In June, 1560, the Queen Regent expired, almost at the very moment when her authority became extinct. Her French troops, in terms of a treaty with the Reformers, sailed next month for their native country, and in the same ships was the Archbishop of Glasgow, along with all the plate and records of the cathedral, which he said he would never return till the Catholic faith should again be triumphant in Scotland. Some of these articles were of great value. Among the plate, which was very extensive and rich, was a golden image of Christ, with silver images of his twelve apostles. Among the records, which were also very valuable, were two chartularies, one of which had been written in the reign of Robert III., and was called, "The Red Book of Glasgow." All these objects were deposited by the Archbishop in the Scots College at Paris, where the manuscripts continued to be of use to Scottish antiquaries up to the period of the French Revolution, when, it is believed, they were destroyed or dispersed. Beaton was received by Queen Mary at Paris, with the distinction due to a virtuous and able counsellor of her late mother. On her departure next year, to assume the reins of government in Scotland, she left him in charge of her affairs in France. He spent the whole of the subsequent part of his life as ambassador from the Scottish court to his most Christian Majesty. This duty was one of extreme delicacy during the brief reign of Queen Mary, when the relation of the two courts was of the most important character. Mary addressed him frequently in her own hand, and a letter in which she details to him the circumstances of her husband’s death, is a well known historical document.

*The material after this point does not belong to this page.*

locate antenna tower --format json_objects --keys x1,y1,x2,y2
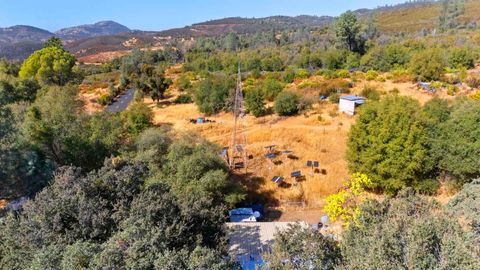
[{"x1": 229, "y1": 63, "x2": 247, "y2": 173}]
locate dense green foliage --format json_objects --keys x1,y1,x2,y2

It is not probable that Beaton’s duty as an ambassador during the minority of James VI. was any thing but a titular honour; but that prince, on taking the government into his own hands, did not hesitate, notwithstanding the difference of religion, to employ a statesman who had already done faithful service to the two preceding generations. James also, in 1587, was able to restore to him both his title and estates as Archbishop of Glasgow; a proceeding quite anomalous, when we consider that the presbyterian religion was now established in Scotland. The Archbishop died, April 24, 1603, in the eighty-sixth year of his age, and a full jubilee of years from his consecration. He had been ambassador to three generations of the Scottish royal family, and had seen in France a succession of six kings, and transacted public affairs under five of them. He also had the satisfaction of seeing his sovereign accede to the English throne. James learned the intelligence of his death while on his journey to London, and immediately appointed the historian Spottiswoode to be his successor in the cathedral chair at Glasgow. Archbishop Spottiswoode characterizes him as "a man honourably disposed, faithful to the Queen while she lived, and to the King her son; a lover of his country, and liberal, according to his means, to all his countrymen." His reputation, indeed, is singularly pure, when it is considered with what vigour he opposed the reformation. He appears to have been regarded by the opposite party as a conscientious, however mistaken man, and to have been spared accordingly all those calumnies and sarcasms with which party rage is apt to bespatter its opponents. Having enjoyed several livings in France, besides the less certain revenues of Glasgow, he died in possession of a fortune amounting to 80,000 livres, all of which he left to the Scots College, for the benefit of poor scholars of Scotland; a gift so munificent, that he was afterwards considered as the second founder of the institution, the first having been a bishop of Moray, in the year 1325. Besides all this wealth, he left an immense quantity of diplomatic papers, accumulated during the course of his legation at Paris; which, if they had been preserved to the present time, would unquestionably have thrown a strong light upon the events of his time.